Prashant Singh Rawat

Personal information
- Born: 15 August 2000 (age 26)
- Listed height: 2.02 m (6 ft 8 in)

Career information
- High school: Aryaman Vikram Birla Public School
- College: Motiram Baburam Government Post Graduate College, Haldwani, Uttarakhand
- NBA draft: 2022: undrafted
- Playing career: 2017–present
- Position: Forward

Career history
- 2017–2022: Uttarakhand

Career highlights
- 2017 National Basketball Championship – Champion

= Prashant Singh Rawat =

Indian basketball player (born 2000)

Prashant Singh Rawat (born 15 August 2000) is an Indian professional basketball player, last playing for Uttarakhand of the National Basketball Championship.

==Personal==
Prashant Singh Rawat is the son of Narendra Singh Rawat, a former India national team player who represented his home country from 1993 to 2000 at several international events in Indonesia, Singapore, Malaysia and China. After this, Narendra Singh Rawat was appointed as a physical teacher in a private school in Rudrapur, Uttarakhand. During this time he continued to practice basketball with Prashant. In later years Prashant went on to Motiram Baburam Government Post Graduate College where he was part of the basketball team.

==Playing career==
Rawat was selected for the NBA Academy in 2017 as one of the top 22 children in the country.

He represented his home country at the 2018 FIBA Under-18 Asian Championship in Thailand.
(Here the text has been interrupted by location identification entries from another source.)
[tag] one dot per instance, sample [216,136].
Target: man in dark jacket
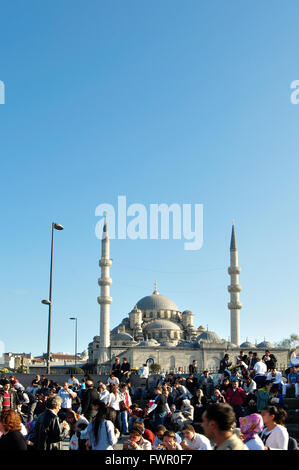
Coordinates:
[48,431]
[88,396]
[8,398]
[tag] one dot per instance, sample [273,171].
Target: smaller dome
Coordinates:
[247,345]
[265,345]
[122,337]
[209,337]
[162,325]
[148,343]
[186,344]
[168,344]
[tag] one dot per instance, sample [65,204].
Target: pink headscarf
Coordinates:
[251,425]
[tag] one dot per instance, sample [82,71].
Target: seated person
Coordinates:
[136,441]
[193,440]
[170,441]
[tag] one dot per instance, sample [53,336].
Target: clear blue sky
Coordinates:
[172,101]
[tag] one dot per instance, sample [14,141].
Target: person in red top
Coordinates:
[236,397]
[146,433]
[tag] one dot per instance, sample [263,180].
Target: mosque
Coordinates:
[157,331]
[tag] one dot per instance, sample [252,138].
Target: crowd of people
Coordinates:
[241,409]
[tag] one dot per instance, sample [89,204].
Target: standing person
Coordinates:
[67,396]
[113,406]
[88,396]
[206,384]
[293,382]
[275,434]
[10,427]
[116,368]
[100,433]
[218,422]
[193,367]
[269,359]
[73,382]
[104,395]
[224,364]
[159,408]
[193,440]
[125,370]
[260,370]
[250,427]
[236,397]
[8,398]
[124,404]
[48,431]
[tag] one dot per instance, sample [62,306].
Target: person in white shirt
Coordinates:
[275,435]
[112,380]
[274,376]
[193,440]
[73,381]
[104,394]
[260,367]
[67,395]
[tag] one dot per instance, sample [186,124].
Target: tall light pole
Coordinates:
[76,335]
[49,302]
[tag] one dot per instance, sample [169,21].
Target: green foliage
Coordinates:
[291,343]
[155,368]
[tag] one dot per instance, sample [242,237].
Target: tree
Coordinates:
[291,343]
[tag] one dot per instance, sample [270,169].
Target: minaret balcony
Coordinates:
[105,262]
[104,299]
[234,288]
[234,270]
[106,281]
[235,305]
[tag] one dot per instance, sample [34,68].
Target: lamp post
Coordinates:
[49,302]
[76,335]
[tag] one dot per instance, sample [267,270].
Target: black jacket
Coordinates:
[48,432]
[14,400]
[13,440]
[88,396]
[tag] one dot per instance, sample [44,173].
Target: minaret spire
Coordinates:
[104,299]
[234,289]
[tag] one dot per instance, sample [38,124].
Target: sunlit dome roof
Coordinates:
[247,345]
[209,337]
[162,325]
[266,345]
[148,343]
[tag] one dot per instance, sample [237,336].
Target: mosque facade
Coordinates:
[155,330]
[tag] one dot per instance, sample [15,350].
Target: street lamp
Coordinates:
[49,301]
[76,335]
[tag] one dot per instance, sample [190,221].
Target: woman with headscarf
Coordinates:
[250,427]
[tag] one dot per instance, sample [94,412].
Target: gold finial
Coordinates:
[156,289]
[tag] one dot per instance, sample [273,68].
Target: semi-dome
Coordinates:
[122,336]
[265,345]
[156,302]
[247,345]
[148,343]
[209,337]
[162,325]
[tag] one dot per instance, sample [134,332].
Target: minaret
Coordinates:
[104,299]
[234,289]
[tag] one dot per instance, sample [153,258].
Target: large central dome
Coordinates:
[156,302]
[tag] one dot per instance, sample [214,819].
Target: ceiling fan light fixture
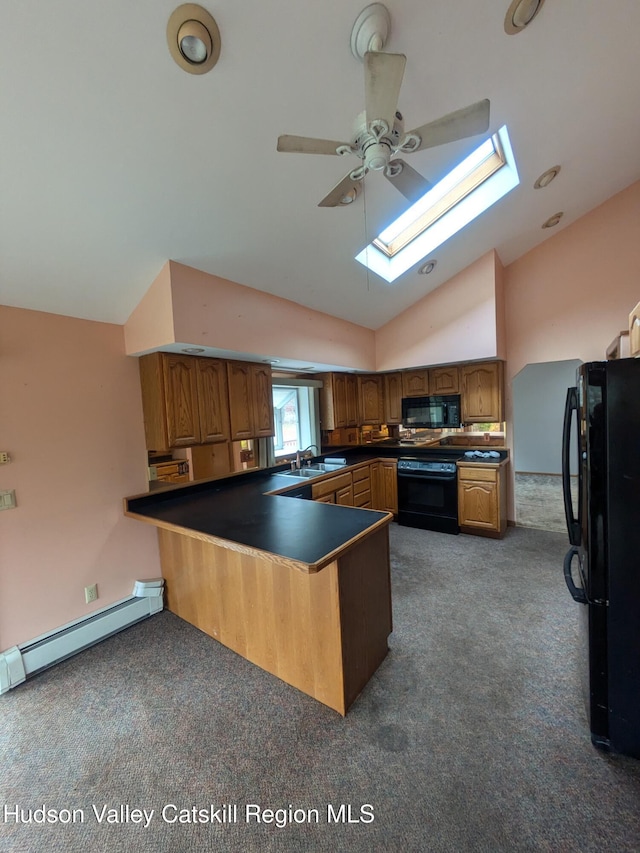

Also a Gold Medalist in the South Asian Basketball Championship 2018 in Bangladesh.

Since 2020, he has been a member of the Indian senior team for the 2021 FIBA Asia Cup qualification and 2023 FIBA Basketball World Cup Asian Qualification.

Altogether, he represented India in China, Australia, Bangladesh, Thailand Bahrain, Saudi Arabia, Indonesia.

He represented the nation in 2022 FIBA Asia Cup in Jakarta, Indonesia . He has represented India in 2022 FIBA 3x3 Asia Cup in Singapore.